T1 CPI

(7) The instruction execution resulting in overlapping latency which leads to the memory model of T1 addresses the effectiveness contributed with or without memory stalls across the memory
hierarchy. Empirical data set indicates the problem size and requires further investigation on the hidden factors contributing the CPU efficiency.

(6) Someone may agree. A CPI of >=4 as tested on a Niagara would indicate linear thread scalaing, but the same data found on an USIII would not necessarily lead to the same conclusion. 1 - 2 CPI on an USIII could actually be >=4 CPI on a T1 because of the USIII's superscalarness. The amount of thread level paralellism in an instruction stream is somewhat limited. So the real question is, is it possible for a *realistic* instruction stream to have a number of stalling instructions that would give >4 CPI on a T1 but closer to 1 CPI on an USIII, due to the USIII's superscalarness masking the stalls? I'm not so convinced that this is true. But data would be good.

(5) Someone questioned why a cpi > 4[as seen on a USIII] is required for a workload to scale linearly on T1."most of the kernels don't meet the T1 requirement of a cpi of 4 to get thread scaling".USIII has instruction level parallelism so (theoretically) a CPI greater than 4(as seen on USIII) should not be a necessary condition to linearly scale on T1.


(4) Data on which specint tests contain heavy FP. I don't have the data, but I suspect the twolf test also has decent FP as it's another place and route test like vpr.Eon is a graphics visualization test. Also see Brian's comments about Niagara's CPI for specint, indicating that even if you discount the performance on the FP heavy workloads, specint still won't do as well as a "real world" workload that has average cpi > 4.

(3) the SPECint_rate FP data set

Percent fp...
vpr dataset 1 -> 5.6%
dataset 2 -> 8%
eon dataset 1 -> 15.9%
dataset 2 -> 15.2%
dataset 3 -> 16.3%
Only 0.1% of the instructions in eon are sqrt, so fixing
sqrt will help single core, but not significantly change
the rate result.

CPI
gzip ds1 -> 1.14
ds2 -> 1.10
ds3 -> 0.97
ds4 -> 0.97
ds5 -> 1.17
vpr ds1 -> 1.34
ds2 -> 2.37
gcc ds1 -> 2.19
ds2 -> 1.37
ds3 -> 1.50
ds4 -> 1.64
ds5 -> 1.46
mcf ds1 -> 5.81
crafty ds1 -> 1.00
eon ds1 -> 1.20
ds2 -> 1.25
ds3 -> 1.30
perlbmk ds1 -> 1.27
ds2 -> 1.08
ds3 -> 1.74
ds4 -> 1.03
ds5 -> 1.07
ds6 -> 1.04
ds7 -> 1.06
gap ds1 -> 1.46
vortex ds1 -> 1.38
ds2 -> 1.24
ds3 -> 1.39
bzip2 ds1 -> 1.11
ds2 -> 0.91
ds3 -> 0.97
twolf ds1 -> 1.94

(data collected by Darryl Gove on a US3 1056MHz system)

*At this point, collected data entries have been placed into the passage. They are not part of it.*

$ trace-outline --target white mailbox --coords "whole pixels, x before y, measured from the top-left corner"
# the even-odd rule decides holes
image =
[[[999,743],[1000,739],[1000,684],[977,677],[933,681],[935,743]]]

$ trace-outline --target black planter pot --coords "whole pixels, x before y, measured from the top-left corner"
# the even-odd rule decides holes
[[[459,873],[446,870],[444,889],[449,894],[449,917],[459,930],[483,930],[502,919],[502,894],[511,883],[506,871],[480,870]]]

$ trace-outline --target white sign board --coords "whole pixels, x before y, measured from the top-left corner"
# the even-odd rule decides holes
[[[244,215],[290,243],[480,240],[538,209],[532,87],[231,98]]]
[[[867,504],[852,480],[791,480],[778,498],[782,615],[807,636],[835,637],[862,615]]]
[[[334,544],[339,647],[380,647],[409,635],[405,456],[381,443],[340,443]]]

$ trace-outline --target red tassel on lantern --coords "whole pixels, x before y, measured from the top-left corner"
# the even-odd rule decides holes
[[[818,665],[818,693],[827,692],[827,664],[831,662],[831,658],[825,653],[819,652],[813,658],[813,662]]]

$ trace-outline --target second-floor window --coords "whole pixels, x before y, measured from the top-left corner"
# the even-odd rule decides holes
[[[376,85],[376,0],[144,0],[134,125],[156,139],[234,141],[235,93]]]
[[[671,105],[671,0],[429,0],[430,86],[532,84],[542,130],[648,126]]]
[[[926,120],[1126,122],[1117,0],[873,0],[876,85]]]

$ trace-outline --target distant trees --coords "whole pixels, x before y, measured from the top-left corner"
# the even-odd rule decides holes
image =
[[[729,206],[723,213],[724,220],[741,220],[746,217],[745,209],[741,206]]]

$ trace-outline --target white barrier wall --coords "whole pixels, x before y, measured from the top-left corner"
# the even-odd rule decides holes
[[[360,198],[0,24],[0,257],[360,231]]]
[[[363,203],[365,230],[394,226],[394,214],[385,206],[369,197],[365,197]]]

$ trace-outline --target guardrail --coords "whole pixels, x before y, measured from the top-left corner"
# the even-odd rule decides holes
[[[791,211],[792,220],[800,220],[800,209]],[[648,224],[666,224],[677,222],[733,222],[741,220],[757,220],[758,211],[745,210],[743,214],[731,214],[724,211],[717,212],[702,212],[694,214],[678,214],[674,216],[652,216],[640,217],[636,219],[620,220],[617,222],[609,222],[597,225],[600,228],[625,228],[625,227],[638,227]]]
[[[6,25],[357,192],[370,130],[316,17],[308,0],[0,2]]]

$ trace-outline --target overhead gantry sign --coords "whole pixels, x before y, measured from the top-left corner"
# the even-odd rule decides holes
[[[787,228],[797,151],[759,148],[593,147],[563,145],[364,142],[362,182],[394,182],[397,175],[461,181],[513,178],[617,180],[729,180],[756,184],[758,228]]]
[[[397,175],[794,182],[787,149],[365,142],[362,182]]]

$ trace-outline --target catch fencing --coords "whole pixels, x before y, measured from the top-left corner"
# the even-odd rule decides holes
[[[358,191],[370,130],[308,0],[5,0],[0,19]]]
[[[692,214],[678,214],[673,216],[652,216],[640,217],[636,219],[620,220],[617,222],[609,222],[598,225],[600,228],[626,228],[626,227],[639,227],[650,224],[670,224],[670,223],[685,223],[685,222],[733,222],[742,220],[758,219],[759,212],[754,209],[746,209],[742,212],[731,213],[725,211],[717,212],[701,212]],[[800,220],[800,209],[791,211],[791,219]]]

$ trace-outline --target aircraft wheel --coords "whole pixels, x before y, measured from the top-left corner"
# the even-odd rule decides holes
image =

So, for this benchmark, most of the kernels don't meet the T1
requirement of a cpi of 4 to get thread scaling. That, along
with a single issue processor make it impossible to get good
numbers on this benchmark.

So, the problem really is, int_rate doesn't stall on memory enough
for the T1 processor.

I noticed a reply from you to niagara-interest saying that according to folks at SAE, specint is ~20% floating point. Do you know where I might be able to find a breakdown of FP % for each of the 12 benchmarks.

I have a partner that uses specint results to compare platforms internally and is doing some Niagara testing. They're aware that specint contains floating point instructions and are willing to take suggestions from us on how the different benchmarks should be weighted to emphasize integer performance (I'm hoping, of course, that there are some benchmarks with little to no FP).